We have limited insights into the stepwise process that leads to cleavage of ETP from its parent molecule. We do not know which proteases are involved, or from where they originate. Fibrosis in obese AT is associated with an increase of various MMPs or TIMPs resulting in collagen degradation (44
). MMP-11, MMP-2, and MMP-9 have been suggested as peptidase for COL6 (45
), although there is no further evidence whether these MMPs cleave ETP. Base on the fact that most cancer cells express high levels of MMPs associated with tumor growth and metastasis (47
), it is likely that there are abundant sources for ETP cleavage activity within the tumor microenvironment. The identification of the critical protease involved in ETP processing may offer a new approach to curbing growth by pharmacologically inhibiting this step. Our findings unveiled an important role of the adipocyte as an active component of the tumor stroma that actively interacts with cancer cells and a number of other relevant local cell types. Our data highlight that an adipocyte-derived ECM cleavage product actively contributed toward the remodeling of the tumor microenvironment by enabling the progression of tumor growth and metastasis through enhancement of the EMT process and subsequent chemotaxis of endothelial cells and macrophages.
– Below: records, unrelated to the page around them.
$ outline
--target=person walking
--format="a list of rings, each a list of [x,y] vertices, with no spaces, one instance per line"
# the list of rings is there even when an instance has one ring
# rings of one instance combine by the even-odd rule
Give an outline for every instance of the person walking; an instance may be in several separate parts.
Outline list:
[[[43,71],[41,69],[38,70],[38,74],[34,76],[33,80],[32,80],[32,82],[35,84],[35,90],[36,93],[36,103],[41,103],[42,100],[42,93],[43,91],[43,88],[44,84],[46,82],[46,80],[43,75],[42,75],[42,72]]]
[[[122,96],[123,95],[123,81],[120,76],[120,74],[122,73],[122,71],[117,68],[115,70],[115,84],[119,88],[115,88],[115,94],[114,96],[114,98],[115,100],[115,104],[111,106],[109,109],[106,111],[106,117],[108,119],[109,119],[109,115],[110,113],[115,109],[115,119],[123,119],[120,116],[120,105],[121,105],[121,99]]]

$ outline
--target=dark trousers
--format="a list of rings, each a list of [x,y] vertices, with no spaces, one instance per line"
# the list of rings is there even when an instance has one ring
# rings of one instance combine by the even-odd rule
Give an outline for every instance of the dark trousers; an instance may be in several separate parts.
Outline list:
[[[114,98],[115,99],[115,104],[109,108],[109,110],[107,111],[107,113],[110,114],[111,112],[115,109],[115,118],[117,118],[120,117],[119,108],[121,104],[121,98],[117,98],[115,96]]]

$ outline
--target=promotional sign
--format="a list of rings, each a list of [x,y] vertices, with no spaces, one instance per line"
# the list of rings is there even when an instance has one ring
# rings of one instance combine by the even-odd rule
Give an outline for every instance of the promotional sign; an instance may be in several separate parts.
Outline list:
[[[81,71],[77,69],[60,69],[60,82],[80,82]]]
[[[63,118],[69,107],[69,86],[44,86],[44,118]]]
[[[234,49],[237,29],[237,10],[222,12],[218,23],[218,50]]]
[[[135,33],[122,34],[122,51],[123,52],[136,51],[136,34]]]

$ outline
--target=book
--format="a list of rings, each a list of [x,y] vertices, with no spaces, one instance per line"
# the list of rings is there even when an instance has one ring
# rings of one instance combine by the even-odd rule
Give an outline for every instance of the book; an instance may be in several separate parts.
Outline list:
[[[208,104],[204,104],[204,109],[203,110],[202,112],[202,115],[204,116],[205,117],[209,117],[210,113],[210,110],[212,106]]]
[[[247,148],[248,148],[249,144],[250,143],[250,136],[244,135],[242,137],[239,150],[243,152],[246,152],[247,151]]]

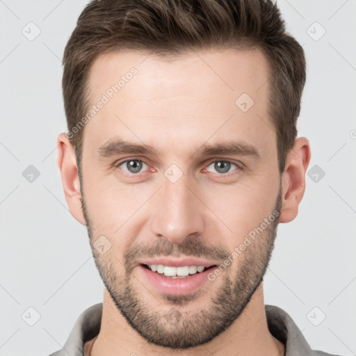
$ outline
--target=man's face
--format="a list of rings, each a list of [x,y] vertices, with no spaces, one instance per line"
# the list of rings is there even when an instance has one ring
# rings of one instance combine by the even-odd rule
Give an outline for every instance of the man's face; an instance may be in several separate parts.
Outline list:
[[[127,76],[132,67],[137,73]],[[122,76],[120,91],[108,91]],[[127,51],[102,56],[92,68],[91,104],[103,95],[108,102],[84,130],[81,189],[90,245],[118,309],[152,343],[210,341],[260,285],[277,229],[270,216],[280,205],[268,77],[257,50],[170,61]],[[126,153],[113,145],[119,139],[156,154]],[[203,152],[232,143],[238,149]],[[143,266],[160,257],[215,267],[203,277],[172,278]]]

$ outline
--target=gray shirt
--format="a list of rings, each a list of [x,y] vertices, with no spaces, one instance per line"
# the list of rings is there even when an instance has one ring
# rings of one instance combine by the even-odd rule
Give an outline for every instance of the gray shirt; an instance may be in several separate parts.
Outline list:
[[[83,356],[84,343],[100,330],[102,303],[84,311],[76,320],[63,348],[49,356]],[[274,305],[265,305],[270,332],[285,347],[284,356],[337,356],[310,348],[302,332],[289,315]]]

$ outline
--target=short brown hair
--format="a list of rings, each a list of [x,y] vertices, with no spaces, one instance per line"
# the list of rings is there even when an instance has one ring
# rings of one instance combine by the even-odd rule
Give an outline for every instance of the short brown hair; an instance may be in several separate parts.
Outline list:
[[[90,106],[88,75],[99,56],[120,49],[174,58],[193,49],[259,47],[270,67],[268,114],[280,172],[297,135],[305,58],[270,0],[93,0],[80,15],[63,56],[67,127]],[[84,129],[70,137],[80,169]]]

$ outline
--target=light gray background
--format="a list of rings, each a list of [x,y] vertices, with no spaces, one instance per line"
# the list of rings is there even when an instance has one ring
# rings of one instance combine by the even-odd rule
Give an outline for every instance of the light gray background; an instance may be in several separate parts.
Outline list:
[[[79,315],[102,300],[86,229],[67,210],[56,165],[66,129],[61,58],[86,3],[0,0],[1,355],[60,348]],[[286,310],[312,348],[355,355],[356,1],[277,3],[307,60],[299,136],[312,145],[309,169],[325,175],[307,178],[298,218],[280,225],[266,303]],[[33,41],[22,33],[35,33],[30,22],[41,31]],[[318,40],[315,22],[326,31]],[[29,165],[40,172],[32,183],[22,175]],[[40,314],[33,326],[30,307]]]

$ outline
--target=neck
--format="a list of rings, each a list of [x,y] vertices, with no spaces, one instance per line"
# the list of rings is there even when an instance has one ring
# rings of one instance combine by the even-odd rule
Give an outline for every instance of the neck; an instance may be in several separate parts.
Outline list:
[[[284,355],[284,345],[268,330],[262,284],[243,312],[229,327],[210,342],[189,349],[191,356],[205,356],[207,353],[214,356]],[[90,356],[181,356],[186,354],[186,350],[171,350],[148,343],[127,323],[105,289],[100,332],[92,346]]]

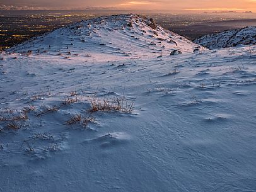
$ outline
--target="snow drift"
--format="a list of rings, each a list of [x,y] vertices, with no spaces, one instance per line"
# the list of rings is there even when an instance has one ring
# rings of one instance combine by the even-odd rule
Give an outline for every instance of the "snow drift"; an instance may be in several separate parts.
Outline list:
[[[256,46],[168,33],[113,16],[1,52],[0,191],[256,191]]]

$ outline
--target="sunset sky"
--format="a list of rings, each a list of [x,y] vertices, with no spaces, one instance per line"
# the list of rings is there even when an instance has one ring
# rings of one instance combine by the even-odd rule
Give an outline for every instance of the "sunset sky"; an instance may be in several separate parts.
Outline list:
[[[1,0],[1,8],[79,9],[86,6],[122,9],[187,11],[252,11],[256,12],[256,0]]]

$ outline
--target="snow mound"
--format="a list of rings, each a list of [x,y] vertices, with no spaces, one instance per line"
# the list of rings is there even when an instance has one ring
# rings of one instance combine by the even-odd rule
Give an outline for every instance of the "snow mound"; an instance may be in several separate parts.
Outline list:
[[[176,50],[183,53],[195,49],[204,48],[163,29],[153,19],[120,14],[82,21],[32,38],[8,51],[66,57],[101,54],[104,57],[109,54],[121,57],[170,55]]]
[[[256,26],[202,36],[194,42],[210,49],[231,47],[240,44],[253,45],[256,43]]]

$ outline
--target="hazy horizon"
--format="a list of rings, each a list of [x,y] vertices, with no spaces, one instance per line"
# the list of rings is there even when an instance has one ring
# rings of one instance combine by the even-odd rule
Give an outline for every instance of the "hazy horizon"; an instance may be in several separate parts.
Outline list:
[[[2,0],[1,10],[42,9],[42,10],[83,10],[83,9],[123,9],[155,10],[159,11],[227,11],[256,12],[256,0],[211,1],[209,0],[125,1],[103,0],[61,1],[61,0]]]

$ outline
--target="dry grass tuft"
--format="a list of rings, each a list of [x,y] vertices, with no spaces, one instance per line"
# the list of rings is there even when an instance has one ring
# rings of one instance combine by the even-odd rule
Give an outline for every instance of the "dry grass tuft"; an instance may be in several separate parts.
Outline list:
[[[82,116],[80,114],[76,114],[72,116],[69,120],[66,121],[66,123],[69,125],[74,125],[79,123],[82,120]]]
[[[91,113],[96,111],[132,113],[134,109],[134,103],[129,103],[125,101],[124,96],[101,99],[95,96],[89,98],[89,100],[91,104],[91,108],[89,110]]]
[[[72,103],[77,103],[78,101],[78,97],[76,96],[74,98],[71,98],[69,96],[67,97],[65,97],[64,98],[64,100],[62,101],[62,104],[64,105],[67,105],[67,104],[71,104]]]

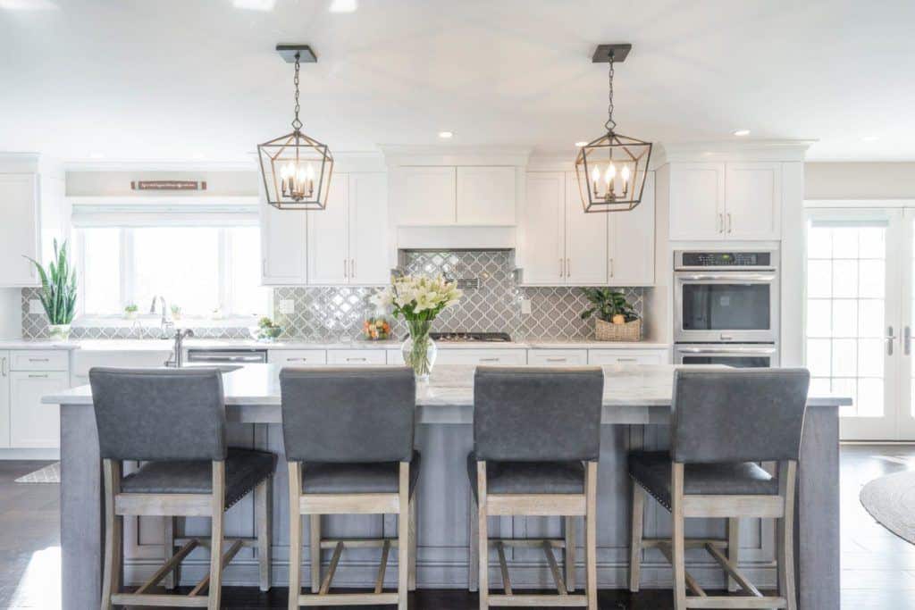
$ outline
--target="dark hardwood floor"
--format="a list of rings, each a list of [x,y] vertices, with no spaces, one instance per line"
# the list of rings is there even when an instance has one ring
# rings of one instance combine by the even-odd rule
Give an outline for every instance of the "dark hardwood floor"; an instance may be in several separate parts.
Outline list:
[[[44,464],[0,461],[0,608],[54,610],[58,607],[58,486],[13,482]],[[842,448],[844,610],[915,610],[915,545],[876,523],[858,501],[861,487],[867,481],[907,469],[915,470],[915,445]],[[287,591],[282,587],[266,594],[254,588],[226,587],[223,607],[285,609],[286,596]],[[671,592],[663,590],[636,594],[601,591],[599,605],[604,610],[668,610],[673,607],[673,600]],[[410,597],[412,610],[476,607],[476,594],[462,590],[420,590]]]

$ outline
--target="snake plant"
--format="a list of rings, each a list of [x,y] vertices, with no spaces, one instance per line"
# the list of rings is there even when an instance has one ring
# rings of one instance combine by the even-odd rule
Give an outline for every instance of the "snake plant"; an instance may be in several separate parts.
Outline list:
[[[51,325],[67,325],[72,322],[76,309],[76,270],[70,267],[67,257],[67,242],[58,250],[54,240],[54,258],[45,270],[35,259],[27,256],[38,270],[41,291],[38,298]]]

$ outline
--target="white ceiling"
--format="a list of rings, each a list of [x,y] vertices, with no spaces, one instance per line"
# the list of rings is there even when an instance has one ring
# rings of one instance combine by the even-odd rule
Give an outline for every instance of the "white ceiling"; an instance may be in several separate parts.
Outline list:
[[[234,0],[235,4],[253,0]],[[270,0],[259,0],[270,4]],[[910,0],[0,0],[0,150],[231,161],[288,131],[332,151],[436,144],[567,150],[601,134],[601,42],[623,134],[817,139],[813,159],[915,160]],[[874,139],[876,138],[876,139]]]

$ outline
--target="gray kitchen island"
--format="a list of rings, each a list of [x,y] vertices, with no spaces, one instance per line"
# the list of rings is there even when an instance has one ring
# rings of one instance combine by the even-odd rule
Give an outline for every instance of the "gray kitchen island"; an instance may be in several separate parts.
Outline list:
[[[604,367],[604,428],[597,484],[597,581],[601,588],[627,586],[629,569],[630,485],[626,454],[630,449],[667,445],[674,367],[616,365]],[[439,366],[431,380],[417,387],[416,445],[423,454],[417,487],[417,583],[424,588],[466,587],[469,540],[469,494],[465,461],[472,448],[473,371],[471,366]],[[288,576],[288,511],[286,467],[280,428],[279,369],[275,365],[246,365],[224,374],[230,442],[235,446],[272,451],[281,455],[273,501],[272,582],[285,586]],[[60,405],[62,607],[83,610],[99,606],[102,556],[101,460],[92,392],[81,386],[44,397]],[[797,582],[800,607],[831,610],[839,607],[839,423],[838,407],[850,400],[812,396],[808,400],[799,465],[796,510]],[[710,438],[714,443],[716,439]],[[126,469],[129,471],[129,467]],[[391,517],[348,515],[325,517],[328,536],[359,538],[391,536]],[[307,528],[307,520],[305,523]],[[667,512],[649,502],[645,534],[670,534]],[[229,510],[227,536],[251,536],[254,531],[252,499]],[[205,535],[209,524],[188,519],[179,535]],[[501,517],[490,522],[493,537],[559,537],[560,518]],[[695,519],[687,536],[724,537],[725,519]],[[307,535],[305,535],[307,540]],[[162,563],[163,519],[126,519],[124,525],[125,583],[140,583]],[[227,566],[226,585],[258,584],[253,549],[244,549]],[[340,560],[335,586],[373,584],[378,550],[348,551]],[[534,550],[506,550],[513,586],[548,587],[549,566]],[[760,588],[776,582],[773,566],[774,524],[771,519],[745,519],[741,525],[740,565]],[[671,569],[660,551],[644,551],[644,588],[670,587]],[[584,552],[576,553],[584,557]],[[307,549],[304,563],[310,562]],[[329,552],[324,556],[329,560]],[[393,560],[394,561],[394,560]],[[194,551],[184,562],[182,583],[196,583],[208,570],[209,554]],[[687,566],[699,583],[723,588],[724,573],[701,552],[687,553]],[[307,571],[307,566],[302,566]],[[578,582],[584,582],[578,566]],[[388,571],[393,586],[396,571]],[[490,561],[490,583],[501,586],[498,563]]]

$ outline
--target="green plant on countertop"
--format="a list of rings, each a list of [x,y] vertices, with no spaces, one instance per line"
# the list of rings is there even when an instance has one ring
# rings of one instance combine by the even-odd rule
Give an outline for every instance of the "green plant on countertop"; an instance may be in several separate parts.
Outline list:
[[[48,263],[47,270],[35,259],[26,258],[38,270],[41,278],[38,298],[48,321],[51,326],[69,325],[76,310],[76,270],[70,268],[67,259],[67,242],[58,250],[57,240],[54,240],[54,258]]]
[[[594,305],[581,313],[581,319],[591,316],[611,324],[624,324],[639,319],[639,315],[622,293],[610,288],[582,288],[582,293]]]

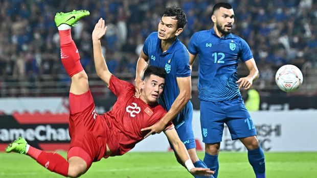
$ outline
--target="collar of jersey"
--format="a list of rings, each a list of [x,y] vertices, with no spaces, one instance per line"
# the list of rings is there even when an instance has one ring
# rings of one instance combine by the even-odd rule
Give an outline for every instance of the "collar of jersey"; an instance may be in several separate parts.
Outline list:
[[[231,37],[231,33],[230,33],[230,34],[227,35],[226,36],[222,37],[221,38],[220,38],[218,36],[218,35],[217,35],[217,34],[216,34],[216,33],[215,33],[215,29],[214,29],[213,28],[212,28],[211,29],[210,29],[211,30],[211,34],[213,34],[214,36],[216,36],[217,38],[220,38],[220,39],[228,39],[230,37]]]

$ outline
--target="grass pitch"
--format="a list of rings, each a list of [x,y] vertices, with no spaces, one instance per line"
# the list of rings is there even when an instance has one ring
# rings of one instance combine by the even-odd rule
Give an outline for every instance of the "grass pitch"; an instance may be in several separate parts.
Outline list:
[[[60,153],[64,157],[65,152]],[[317,177],[317,152],[266,152],[266,177]],[[202,159],[203,152],[198,152]],[[246,152],[220,152],[218,178],[255,177]],[[61,177],[18,154],[0,153],[0,177]],[[129,152],[102,159],[81,177],[193,177],[179,165],[172,152]]]

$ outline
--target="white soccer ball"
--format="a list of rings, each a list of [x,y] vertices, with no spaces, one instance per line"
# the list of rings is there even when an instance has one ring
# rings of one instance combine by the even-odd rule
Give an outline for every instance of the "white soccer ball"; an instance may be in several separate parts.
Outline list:
[[[281,90],[286,92],[293,92],[303,84],[303,74],[296,66],[285,65],[276,72],[275,82]]]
In many aspects, the deposition of ECM components, such as ETP in the tumor stroma, resembles a wound-healing process, as this involves the recruitment and stimulation of immune cells, endothelial cells, and fibroblasts during the wound repair process. However, unlike during the wound-healing process, ETP prompts cancer cells to sustain mesenchymal cell–like traits and activates fibroblasts in the tumor stroma, drastically increasing local fibrosis and eventually enhancing metastatic growth. Our findings have further implications for several tissues that have an associated pathological fibrotic component, such as the liver (48
), cartilage (49
), lung (50
), and heart (51
); COL6 expression has been documented in all these tissues. Future efforts targeted toward ETP neutralization in various pathological settings should establish whether this approach is a viable antifibrotic strategy that is generally beneficial, not only in the setting of tumor progression and metastasis, but also during normal AT expansion.